I'd also agree that the right needs to find some sense of restraint: I don't want them turning into some weird progeny of the 1960s, and I certainly don't stand for everything that has gone on in the past couple weeks. As soon as the 2nd amendment becomes 'I have a gun and you don't so I win,' I'll not be backing those who stand for it so much.

The fallback to Glenn Beck I've always thought was an odd one, as it doesn't even come close to defining Ashbrook or NLT, but whatever, you can have your opinion. There have been much worse speakers at other places, and I don't know all the details of that event (or Beck himself).

While you don't always conduct yourself with tact and decorum, I don't much care. Perhaps I was feeling particularly fiesty when I wrote that post about your antagonizing, but at any rate there are plenty of people on the left I'd rather speak with.

All good Christians should pray hard for Kennedy's speedy demise!

Ted Kennedy claimed to be a practicing Catholic yet he voted and supported for abortion for most of his Senatorial Life. I guess we can be assured that Ted Kennedy the so-called "practicing" Catholic may have just considered Mary Jo (and probably her baby) were both late-term abortions...

Brutus: "I believe the GOP kept a dead guy on the ballot once for the name recognition and the legistics of getting a new candidate on short notice, I think his wife served the term."

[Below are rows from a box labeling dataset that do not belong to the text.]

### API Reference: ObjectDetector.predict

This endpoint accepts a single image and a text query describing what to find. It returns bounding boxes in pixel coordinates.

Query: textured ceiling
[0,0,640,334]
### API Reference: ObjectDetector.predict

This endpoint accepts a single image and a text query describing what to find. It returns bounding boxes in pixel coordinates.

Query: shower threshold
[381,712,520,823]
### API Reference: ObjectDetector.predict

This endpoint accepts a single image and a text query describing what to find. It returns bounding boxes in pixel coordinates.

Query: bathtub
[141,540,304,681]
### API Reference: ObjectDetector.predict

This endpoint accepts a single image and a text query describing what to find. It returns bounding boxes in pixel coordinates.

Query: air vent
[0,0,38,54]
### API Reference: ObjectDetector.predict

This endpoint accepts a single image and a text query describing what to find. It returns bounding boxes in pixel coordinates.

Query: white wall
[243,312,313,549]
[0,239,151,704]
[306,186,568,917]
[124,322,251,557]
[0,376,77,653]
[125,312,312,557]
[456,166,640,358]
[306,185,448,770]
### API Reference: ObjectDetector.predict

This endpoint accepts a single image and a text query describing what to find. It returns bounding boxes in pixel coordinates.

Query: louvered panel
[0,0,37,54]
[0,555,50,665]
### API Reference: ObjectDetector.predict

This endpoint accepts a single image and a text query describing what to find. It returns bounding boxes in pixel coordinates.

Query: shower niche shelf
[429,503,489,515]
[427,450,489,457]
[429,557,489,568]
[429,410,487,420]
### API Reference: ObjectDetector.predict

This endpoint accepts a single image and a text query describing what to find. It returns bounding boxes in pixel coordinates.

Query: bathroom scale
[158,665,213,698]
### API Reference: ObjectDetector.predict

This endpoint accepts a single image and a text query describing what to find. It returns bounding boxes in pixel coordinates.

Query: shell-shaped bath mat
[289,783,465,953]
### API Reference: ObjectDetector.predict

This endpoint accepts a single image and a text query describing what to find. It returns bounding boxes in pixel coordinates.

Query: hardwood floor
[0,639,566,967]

No, that would be Dem's who kept a deceased canidate from Missouri, Carnahan on the ballot for senate, and his wife took the term instead. Notice that the republican (John Ashcroft) who could have challenged it in court didn't, only to be shit on in the press for his service as Attorney General.

I still remember how the press treated this man as compared to Arafat who died at about the same time. Ashcroft, GOOD riddence to a nazi wanna be, a dispicable man who should slink home in shame. For Arafat, a true 'statesman',a man of the 'people', a leader who's gonna be missed badly. This for a guy who led his people to misery and poverty for decades on end, while he stashed millions of dollars in charity to off-shore bank accounts for himself.

Cowgirl, in comment 28, helped to confirm my sarcastic hint at how the radical ("religious") right, including some of this blog's readers (and possibly writers) approach(ed) the Kennedy situation:

"All good Christians should pray hard for Kennedy's speedy demise!"

Well, the prayers of you real Americans have come true!!

Maybe they didn't want him to suffer? Er...

So besides cowgirl's enlightened mantra, what do you make of others, ie, Bill Voegeli?